Vistas cómo son realmente
las cosas, con criterios de veracidad y no con puras declaraciones
insustanciales, sin lugar a dudas ya es hora de dejar de creernos que somos tan
"buena gente", que nos amamos los unos a los otros
incondicionalmente. Si así fuera, ¿para qué la profusión monumental de armas? Y
no podría decirse, algo hipócritamente, que las usamos porque alguien "malvado"
las fabrica; la realidad es que, en nombre de cualquier ideal, todo el mundo
potencialmente puede empuñar alguna, y matar a otro. ¿Esto qué significa? Que
la transgresión está siempre presente como posibilidad humana.
¿No somos tan "buenos"
entonces? Quizá haya que terminar de una buena vez con esa visión simplista -y
maniquea- de buenos y malos (con el agregado que los "malos"
son siempre los otros).
O, al menos, empezar a ver
a este ser humano que conocemos ahora, producto de una sociedad basada en la
propiedad privada y la explotación de una clase social sobre otra, como siempre,
irremediablemente, con una dosis de transgresión, individualista y falto de
solidaridad.
Más allá de esas pomposas,
pero vacías, declaraciones de amor al prójimo y búsqueda de la paz (u otras
tonteras por el estilo que se dicen en los discursos públicos pero que nadie se
cree verdaderamente), la realidad nos confronta con un sujeto con olor
fétido, por decirlo algo dulcemente.

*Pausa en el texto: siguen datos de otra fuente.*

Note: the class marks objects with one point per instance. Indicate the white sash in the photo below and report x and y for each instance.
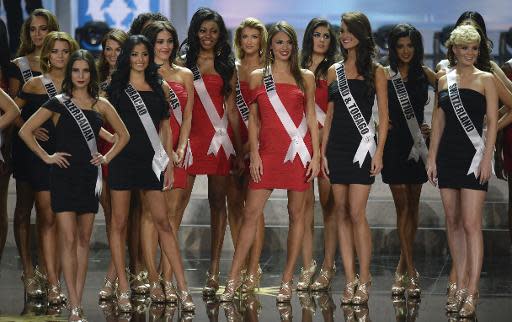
(419, 148)
(221, 137)
(160, 158)
(320, 114)
(175, 105)
(465, 122)
(367, 144)
(87, 133)
(297, 134)
(49, 86)
(243, 109)
(24, 67)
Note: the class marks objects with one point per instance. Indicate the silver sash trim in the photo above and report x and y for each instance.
(366, 130)
(175, 105)
(49, 86)
(243, 109)
(221, 137)
(87, 132)
(24, 67)
(320, 114)
(297, 134)
(160, 158)
(465, 122)
(419, 147)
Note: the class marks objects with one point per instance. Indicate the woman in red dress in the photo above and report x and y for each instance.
(284, 152)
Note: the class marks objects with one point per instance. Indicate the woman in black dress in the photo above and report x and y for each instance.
(140, 97)
(460, 158)
(22, 69)
(74, 176)
(352, 158)
(405, 152)
(57, 47)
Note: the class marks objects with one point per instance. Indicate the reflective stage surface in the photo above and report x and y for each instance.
(495, 302)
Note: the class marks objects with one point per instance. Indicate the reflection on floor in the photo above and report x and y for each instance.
(495, 302)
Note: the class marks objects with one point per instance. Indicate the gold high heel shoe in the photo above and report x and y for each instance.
(124, 302)
(285, 292)
(398, 287)
(170, 292)
(108, 291)
(458, 299)
(212, 284)
(363, 293)
(349, 291)
(230, 290)
(323, 280)
(306, 274)
(469, 306)
(32, 286)
(252, 281)
(413, 289)
(156, 294)
(187, 305)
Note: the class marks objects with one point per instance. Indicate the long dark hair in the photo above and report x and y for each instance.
(283, 26)
(67, 83)
(116, 35)
(307, 48)
(416, 72)
(359, 25)
(152, 30)
(224, 62)
(121, 76)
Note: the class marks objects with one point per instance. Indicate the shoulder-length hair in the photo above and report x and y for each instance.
(283, 26)
(67, 83)
(121, 75)
(26, 44)
(152, 30)
(48, 43)
(254, 24)
(307, 47)
(224, 62)
(416, 72)
(359, 25)
(116, 35)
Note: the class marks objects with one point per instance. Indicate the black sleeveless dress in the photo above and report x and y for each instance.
(398, 169)
(131, 168)
(455, 149)
(28, 166)
(344, 137)
(72, 188)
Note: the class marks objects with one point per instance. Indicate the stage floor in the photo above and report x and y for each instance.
(495, 295)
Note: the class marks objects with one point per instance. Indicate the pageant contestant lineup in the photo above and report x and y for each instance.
(132, 129)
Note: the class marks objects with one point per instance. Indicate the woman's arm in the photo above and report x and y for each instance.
(186, 125)
(310, 88)
(9, 108)
(381, 89)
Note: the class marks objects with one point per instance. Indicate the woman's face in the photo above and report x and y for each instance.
(208, 34)
(38, 30)
(80, 74)
(281, 46)
(466, 54)
(404, 49)
(111, 52)
(250, 40)
(139, 58)
(59, 54)
(347, 39)
(164, 45)
(321, 40)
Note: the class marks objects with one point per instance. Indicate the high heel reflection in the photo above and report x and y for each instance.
(326, 303)
(285, 311)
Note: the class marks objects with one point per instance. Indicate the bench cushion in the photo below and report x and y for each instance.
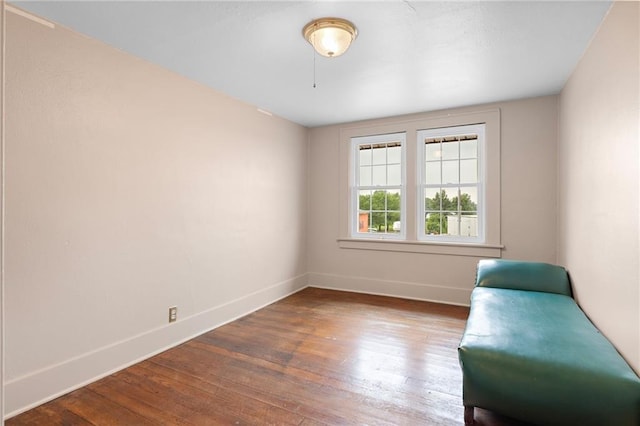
(535, 356)
(519, 275)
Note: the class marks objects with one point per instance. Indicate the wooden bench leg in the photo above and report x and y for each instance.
(468, 416)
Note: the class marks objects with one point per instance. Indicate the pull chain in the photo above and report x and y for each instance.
(314, 69)
(314, 59)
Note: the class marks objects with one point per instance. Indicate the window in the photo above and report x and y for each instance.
(426, 184)
(450, 187)
(378, 186)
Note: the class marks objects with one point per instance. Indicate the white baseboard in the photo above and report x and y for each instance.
(405, 290)
(26, 392)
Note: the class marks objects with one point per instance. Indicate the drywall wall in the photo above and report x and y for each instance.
(130, 189)
(2, 20)
(528, 183)
(598, 180)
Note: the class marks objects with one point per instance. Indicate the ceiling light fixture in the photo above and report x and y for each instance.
(330, 37)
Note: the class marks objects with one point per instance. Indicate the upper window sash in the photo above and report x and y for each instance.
(451, 184)
(377, 186)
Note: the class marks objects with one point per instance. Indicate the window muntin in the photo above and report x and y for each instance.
(377, 186)
(451, 184)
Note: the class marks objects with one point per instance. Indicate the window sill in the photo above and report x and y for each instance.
(448, 248)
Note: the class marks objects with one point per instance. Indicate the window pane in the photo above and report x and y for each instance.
(394, 174)
(433, 199)
(394, 155)
(468, 225)
(393, 222)
(434, 224)
(469, 171)
(432, 173)
(433, 151)
(365, 176)
(393, 200)
(365, 155)
(468, 199)
(379, 155)
(469, 149)
(450, 172)
(450, 199)
(379, 177)
(364, 200)
(450, 150)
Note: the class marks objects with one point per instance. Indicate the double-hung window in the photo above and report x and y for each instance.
(429, 184)
(377, 190)
(451, 184)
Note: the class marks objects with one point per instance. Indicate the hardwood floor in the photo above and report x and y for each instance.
(318, 357)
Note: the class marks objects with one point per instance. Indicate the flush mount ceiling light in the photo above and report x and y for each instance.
(330, 37)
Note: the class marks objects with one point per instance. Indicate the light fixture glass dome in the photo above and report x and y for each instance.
(330, 37)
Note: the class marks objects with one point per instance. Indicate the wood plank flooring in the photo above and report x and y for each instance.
(318, 357)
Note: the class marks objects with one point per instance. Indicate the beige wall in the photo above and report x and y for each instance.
(130, 189)
(528, 170)
(2, 26)
(598, 180)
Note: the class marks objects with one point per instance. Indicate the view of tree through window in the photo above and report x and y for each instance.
(382, 209)
(378, 184)
(450, 181)
(441, 209)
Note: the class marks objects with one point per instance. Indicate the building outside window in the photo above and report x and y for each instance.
(378, 185)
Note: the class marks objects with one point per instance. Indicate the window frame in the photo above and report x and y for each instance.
(355, 186)
(492, 246)
(478, 129)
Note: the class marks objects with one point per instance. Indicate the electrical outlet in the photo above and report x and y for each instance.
(173, 314)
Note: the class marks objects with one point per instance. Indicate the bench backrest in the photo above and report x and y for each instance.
(521, 275)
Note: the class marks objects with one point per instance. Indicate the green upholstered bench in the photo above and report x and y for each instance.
(530, 353)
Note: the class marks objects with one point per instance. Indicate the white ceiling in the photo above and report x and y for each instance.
(410, 56)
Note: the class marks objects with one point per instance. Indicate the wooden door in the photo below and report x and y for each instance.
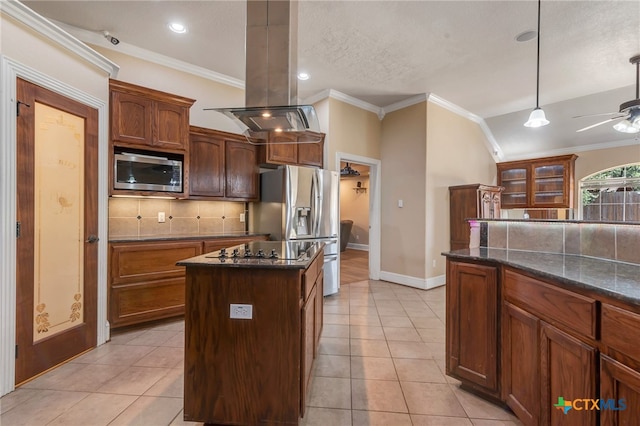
(241, 175)
(472, 324)
(521, 363)
(57, 211)
(568, 369)
(206, 166)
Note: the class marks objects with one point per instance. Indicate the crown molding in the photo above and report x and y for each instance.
(46, 28)
(334, 94)
(491, 143)
(575, 149)
(406, 103)
(98, 39)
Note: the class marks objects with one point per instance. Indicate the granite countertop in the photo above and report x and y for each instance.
(124, 239)
(617, 280)
(212, 260)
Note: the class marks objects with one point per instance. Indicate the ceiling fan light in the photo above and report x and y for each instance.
(626, 126)
(537, 119)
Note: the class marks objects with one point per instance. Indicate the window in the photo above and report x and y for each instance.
(612, 195)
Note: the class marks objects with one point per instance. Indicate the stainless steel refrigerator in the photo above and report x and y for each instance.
(301, 204)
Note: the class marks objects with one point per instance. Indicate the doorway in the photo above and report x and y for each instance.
(57, 228)
(360, 203)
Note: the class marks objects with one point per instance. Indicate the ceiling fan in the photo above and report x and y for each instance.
(629, 114)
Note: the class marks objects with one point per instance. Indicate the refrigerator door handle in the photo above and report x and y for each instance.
(315, 208)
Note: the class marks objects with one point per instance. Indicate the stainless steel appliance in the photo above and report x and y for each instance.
(301, 204)
(144, 172)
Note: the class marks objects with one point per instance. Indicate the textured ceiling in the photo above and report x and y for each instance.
(383, 52)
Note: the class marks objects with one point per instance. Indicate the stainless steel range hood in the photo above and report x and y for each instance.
(271, 67)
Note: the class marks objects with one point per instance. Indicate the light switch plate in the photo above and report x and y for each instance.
(238, 311)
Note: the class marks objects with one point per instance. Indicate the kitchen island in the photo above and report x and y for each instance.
(252, 324)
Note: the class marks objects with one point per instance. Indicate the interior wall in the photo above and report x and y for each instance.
(456, 155)
(403, 154)
(352, 130)
(590, 162)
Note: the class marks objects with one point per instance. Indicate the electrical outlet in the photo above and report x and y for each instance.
(238, 311)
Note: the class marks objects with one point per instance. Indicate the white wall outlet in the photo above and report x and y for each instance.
(238, 311)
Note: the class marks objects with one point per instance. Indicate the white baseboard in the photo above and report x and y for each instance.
(421, 283)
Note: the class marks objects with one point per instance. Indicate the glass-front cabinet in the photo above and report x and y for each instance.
(539, 183)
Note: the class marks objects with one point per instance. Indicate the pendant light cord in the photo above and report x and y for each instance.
(538, 61)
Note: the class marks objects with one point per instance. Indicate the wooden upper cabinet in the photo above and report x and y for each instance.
(222, 165)
(148, 119)
(206, 165)
(241, 173)
(291, 148)
(470, 202)
(539, 183)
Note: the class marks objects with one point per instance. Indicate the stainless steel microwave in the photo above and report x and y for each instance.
(147, 173)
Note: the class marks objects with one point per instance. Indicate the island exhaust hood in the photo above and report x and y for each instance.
(271, 83)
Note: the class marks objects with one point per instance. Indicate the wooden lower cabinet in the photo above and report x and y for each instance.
(472, 325)
(554, 345)
(521, 363)
(620, 392)
(568, 371)
(144, 282)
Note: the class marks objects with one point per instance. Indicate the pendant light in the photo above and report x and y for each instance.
(537, 118)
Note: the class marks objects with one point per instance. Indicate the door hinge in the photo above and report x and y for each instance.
(18, 107)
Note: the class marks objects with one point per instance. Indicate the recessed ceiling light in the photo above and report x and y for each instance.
(526, 36)
(177, 27)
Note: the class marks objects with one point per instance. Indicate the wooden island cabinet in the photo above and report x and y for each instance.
(525, 340)
(255, 369)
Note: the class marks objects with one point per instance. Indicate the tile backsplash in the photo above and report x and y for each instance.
(137, 217)
(619, 242)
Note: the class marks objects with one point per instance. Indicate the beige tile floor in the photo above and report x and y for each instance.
(380, 362)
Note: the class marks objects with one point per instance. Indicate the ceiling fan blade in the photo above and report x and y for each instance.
(595, 115)
(602, 122)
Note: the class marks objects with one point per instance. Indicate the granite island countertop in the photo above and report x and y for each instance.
(618, 280)
(144, 238)
(312, 250)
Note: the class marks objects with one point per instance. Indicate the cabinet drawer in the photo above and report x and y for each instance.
(134, 303)
(553, 304)
(621, 330)
(148, 261)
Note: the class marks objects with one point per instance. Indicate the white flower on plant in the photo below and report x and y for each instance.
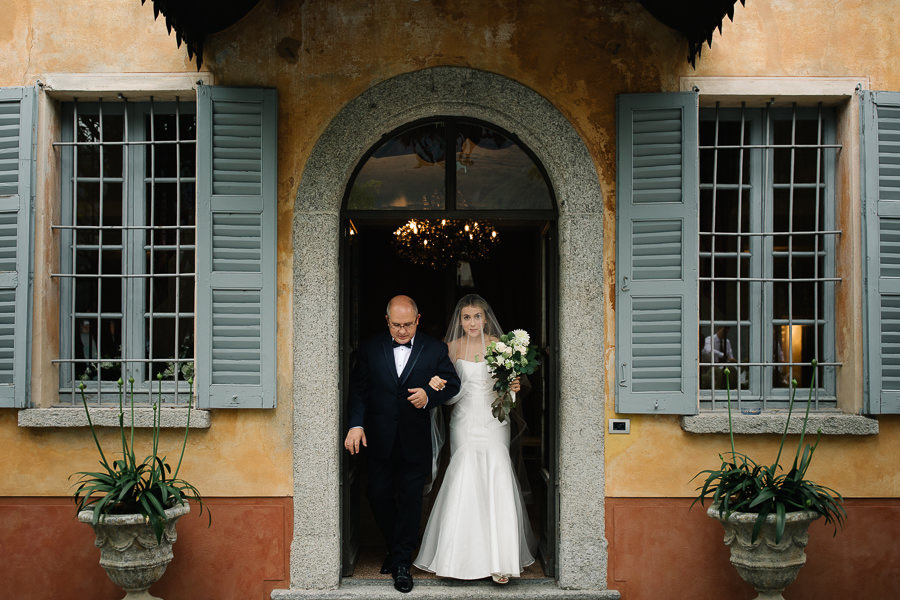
(521, 337)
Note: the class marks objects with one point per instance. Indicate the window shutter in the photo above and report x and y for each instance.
(880, 133)
(656, 264)
(17, 120)
(236, 244)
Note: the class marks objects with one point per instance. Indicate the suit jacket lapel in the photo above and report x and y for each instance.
(413, 357)
(389, 359)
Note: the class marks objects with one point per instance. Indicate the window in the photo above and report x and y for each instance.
(127, 242)
(746, 216)
(766, 254)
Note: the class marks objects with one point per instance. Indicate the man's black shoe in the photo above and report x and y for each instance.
(386, 565)
(402, 579)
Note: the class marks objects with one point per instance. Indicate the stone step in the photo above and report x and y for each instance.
(377, 589)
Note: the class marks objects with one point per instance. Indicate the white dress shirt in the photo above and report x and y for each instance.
(401, 356)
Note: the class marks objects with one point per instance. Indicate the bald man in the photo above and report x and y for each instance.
(390, 421)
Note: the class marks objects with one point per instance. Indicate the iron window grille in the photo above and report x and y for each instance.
(767, 255)
(127, 243)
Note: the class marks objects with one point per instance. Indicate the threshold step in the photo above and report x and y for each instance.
(430, 589)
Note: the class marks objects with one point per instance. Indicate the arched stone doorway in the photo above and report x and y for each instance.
(315, 551)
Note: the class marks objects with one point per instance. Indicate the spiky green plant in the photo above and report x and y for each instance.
(126, 486)
(742, 485)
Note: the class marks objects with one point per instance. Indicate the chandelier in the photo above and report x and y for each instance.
(436, 243)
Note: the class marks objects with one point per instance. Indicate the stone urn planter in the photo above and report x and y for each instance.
(129, 551)
(766, 565)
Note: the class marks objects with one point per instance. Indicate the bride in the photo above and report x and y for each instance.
(478, 526)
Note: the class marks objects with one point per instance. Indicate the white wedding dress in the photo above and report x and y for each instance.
(478, 526)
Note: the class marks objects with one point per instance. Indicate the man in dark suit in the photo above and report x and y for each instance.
(389, 405)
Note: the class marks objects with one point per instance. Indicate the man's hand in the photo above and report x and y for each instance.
(417, 397)
(354, 437)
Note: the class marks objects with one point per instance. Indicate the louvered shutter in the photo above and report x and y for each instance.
(236, 243)
(17, 118)
(881, 198)
(656, 261)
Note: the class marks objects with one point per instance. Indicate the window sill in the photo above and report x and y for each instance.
(832, 423)
(60, 418)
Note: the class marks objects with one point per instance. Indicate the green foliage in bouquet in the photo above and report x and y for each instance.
(509, 357)
(126, 486)
(742, 485)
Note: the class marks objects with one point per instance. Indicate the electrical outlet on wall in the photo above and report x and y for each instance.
(620, 425)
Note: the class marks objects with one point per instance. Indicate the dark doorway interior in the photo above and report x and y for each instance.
(514, 280)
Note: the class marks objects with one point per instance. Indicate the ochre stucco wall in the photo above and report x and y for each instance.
(320, 55)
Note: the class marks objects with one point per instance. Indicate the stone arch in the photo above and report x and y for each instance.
(457, 91)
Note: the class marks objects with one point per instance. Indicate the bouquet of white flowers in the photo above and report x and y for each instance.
(508, 358)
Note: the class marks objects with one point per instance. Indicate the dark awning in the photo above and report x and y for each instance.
(193, 20)
(696, 19)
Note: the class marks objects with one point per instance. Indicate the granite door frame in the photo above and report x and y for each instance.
(316, 547)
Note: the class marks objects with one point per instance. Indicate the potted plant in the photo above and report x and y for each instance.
(133, 505)
(765, 511)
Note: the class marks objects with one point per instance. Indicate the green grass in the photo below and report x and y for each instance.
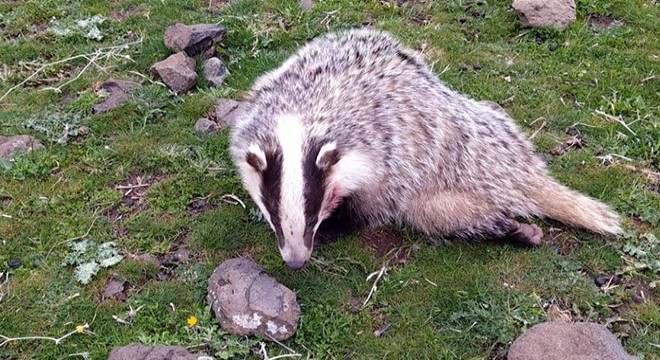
(464, 300)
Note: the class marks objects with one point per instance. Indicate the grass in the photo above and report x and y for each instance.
(464, 300)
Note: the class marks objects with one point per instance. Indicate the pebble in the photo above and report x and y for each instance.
(602, 280)
(14, 263)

La bondad sin límites (¿de verdad "bondad
sin límites"?) de la caridad (¿la madre Teresa de Calcuta?) abre
inquietantes preguntas. ¿Hay que ser de otro mundo, una santa, alguien
que no tiene los pies sobre la tierra, para quitarse el pan de la boca y
dárselo al hambriento? ¿Por qué no, mejor, preguntarse por qué hay hambrientos,
y hacer algo para terminar con el hambre, no el del pobre diablo que
mendiga, sino el de la mitad de la humanidad?
Queda la esperanza de un
mundo nuevo, el comunismo, basado en otra matriz social, donde probablemente el
sujeto que surja de allí no sea tan macabro como lo que conocemos ahora (no se
equivocaba Freud cuando habló de una pulsión de muerte). Si tanto nos amamos,
¿por qué nos matamos con tanta facilidad? ¿Será que el diablo es tan poderoso y
nos vive tentando?
¿Por qué decir todo esto?
Porque la observación de la realidad actual con el tema de la vacunación anti
COVID-19, nos lo evidencia en forma descarnada. El llamado Norte próspero
(Estados Unidos y Canadá, Europa Occidental, Japón) monopoliza el 90% de las
vacunas existentes. El Sur empobrecido.... ¡se aguanta!
Pero peor aún: la vacuna
desarrollada por el consorcio Oxford-AstraZeneca salió defectuosa: puede
producir coágulos, que llevan a la muerte con trombosis. ¿Qué hace el
"desarrollado" y "culto" Primer Mundo? No la utiliza con su
gente, las prohíbe... ¡y las manda para el Sur!
Insistamos: anida la
esperanza que en un mundo de iguales (¡eso es el comunismo!) no seamos tan….
(ponga el lector la palabra que más prefiera).